老人と若い女──というぐらいの情報しかここにはないが、今の感覚で考えるとおそらく間違える。老人とはいっても、たぶん、50代だろうし、若い女といっても、10代かもしれない。これが今だと、80代の「老人」と、30代の「若い女」ぐらいが相場だろう。
高井が出て行ったあと、謙作は信行へ返事を書く。その手紙を書き終わったあとの描写が素晴らしい。
彼が座り疲れた身体を起こし、その手紙を頼みに立って行くと、玄関の狭い廂合(ひあわ)いから差込んで来る西日で、いつもは薄暗い廊下の縁板が熱くなっていた。
何ということもない描写だが、手紙を書くために座っていた謙作が、よっこらしょと立ち上がって廊下に出ると、その縁板が西日のために熱くなっていた、というのだ。だからどうした、ということではなくて、こうした冴えた描写によって、謙作が住んでいる家の構造やら、位置やらが、立体的に浮かび上がってくる。さらには、疲れた体に、足からしみこんでくる板の「熱さ」が、謙作には心地よく感じられただろうと思うと、一種の心理描写ともなっているわけで、その巧みさに驚かされるのだ。
その後の、「帰ってくる高井」の様子の描写も見事だ。これ以上簡潔には書けないというほど、高井の行動を写している。
彼は少時(しばらく)して湯に入り、また前日のように団扇を持って腰を下ろしていた。遥か荒神橋の方から何気ない真顔で、急足(いそぎあし)に帰って来る高井の姿が眼に入った。そして前まで来ると今度は割りに大胆にその方を見ていた。間もなく高井は一枚橋を渡って微笑しながら帰って来た。
「よく見た」
「そうだろう。恐らく一度で僕よりよく見たらしい」
「あれは君、鳥毛立屏風の美人だ」突然こんな事を高井がいった。この評は割りに適評であり、謙作には大変感じのいい評であった。

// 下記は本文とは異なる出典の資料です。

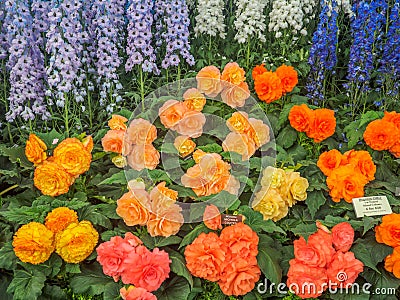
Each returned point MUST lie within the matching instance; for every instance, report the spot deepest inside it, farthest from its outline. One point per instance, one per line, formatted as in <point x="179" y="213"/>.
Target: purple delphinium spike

「ふむ、そうかな」そういいながら謙作は自分が赤い顔をしたように思った。
高井は湯へいった。その間(ま)に謙作はまたちょっと河原へ出て見た。前まで行く気がせず、遠くからそれとなく気をつけていると、その人の姿は時々見えた。
その晩二人は新京極へ活動写真を見に行った。「真夏の夜の夢」を現代化した独逸(ドイツ)物の映画を二人は面白<思い、晩(おそ)くなって二人は、東三本木の宿へ帰って来た。
「そして前まで来ると今度は割りに大胆にその方を見ていた。」という「前」とは「女の家の前」であり、「その方」とは、女の方、であるわけだが、大胆な省略である。この前の記述を読んでないと、なんのことやら分からない。まあ、小説というのはそういうものだけど。
高井がその女にどういう印象を持ったかは、「微笑しながら帰って来た」で分かる。「うん、こりゃあいい。すてきな人だ」という弾んだような高井の気持ちが伝わってくる。その高井はその女を「鳥毛立屏風の美人だ」という。これはまた大きく出たものだ。ちょっと下ぶくれの顔だったのだろうか。
謙作はその言葉を聞いて「謙作には大変感じのいい評であった。」と感じる。「うれしかった」と書かないところが志賀直哉風である。「そういいながら謙作は自分が赤い顔をしたように思った。」も同じだ。平凡に書けば、「謙作はうれしくて、ちょっと顔を赤らめた。」となるところ。あくまで謙作の気持ちを「外側」から書こうとしているということだろう。
高井に褒められたものだから、謙作は、高井が風呂に入っている間に、女の家のほうへ出て行って、ちらちらとその女の姿を見る。素直でいい。浮き立つような謙作の気持ちが切ないほど伝わってくる。
シェイクスピアの「真夏の夜の夢」のドイツ版映画って、いったいどんな映画なんだろうと思って調べてみたら、詳しいことは分からなかったが、1925年(大正14年)に作られたドイツ映画らしい。